An Agile Approach to the OATS Principle
Shift happens! One thing happens and your day has changed completely. So when something happens, review your OATS plan. If it needs to change, re-plan. If you get an unexpected gap, review your OATS plan.
Time management systems are flawed if they lock you into a plan. The OATS Principle encourages you to plan, and then constantly monitor and review. This is, of course, Step 5 in our project process.
Daily, weekly, monthly and quarterly OATS plans
Once you get the hang of daily OATS planning, try planning a week ahead, the last thing on a Friday afternoon. I divide my working week up into five days by three work sessions a day: 5 am-9 am, 9 am-1 pm, and 2 pm-6 pm.
You may prefer two slots (10 am-1 pm and 2 pm-5 pm, say) or four (9 am-11 am, 11 am-1 pm, 2 pm-4 pm, and 4 pm-6 pm, say). Draw out a grid: mine is 5 x 3. Then look at your diary, lists and project plans, and slot outcomes into each slot.

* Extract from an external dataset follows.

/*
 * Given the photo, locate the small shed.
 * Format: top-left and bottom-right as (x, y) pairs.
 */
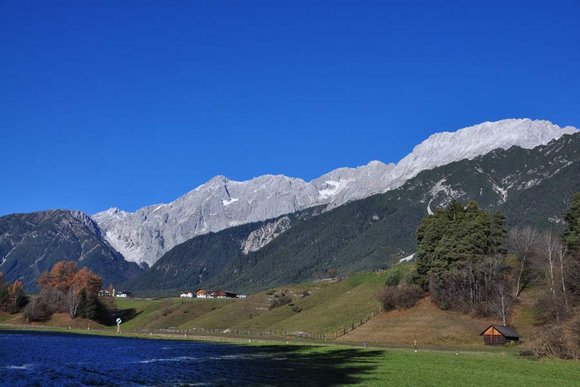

You can so something similar on a monthly basis, perhaps putting one or two outcomes into each day. I do a quarterly plan, where I identify a theme for each day.
Adapting project management to the wider arena of personal effectiveness
The principles of project management work magnificently well in creating an approach to personal time management. But you can go further too. In my book, Powerhouse, for example, I have taken a full eight-step project process and applied it to personal effectiveness. But to avoid unsettling a wider audience of non-project managers, I don’t even mention that this is what I have done. As managers, we are privileged to have such a powerful resource.
Keep it Flexible
Like project management, the OATS Principle is not a system; it is a principle. Work to the principle of planning ahead, monitoring your progress, and adapting to events. If you remain flexible and structured at the same time, you will stay in control of your personal workload. And that is all that personal time management is about.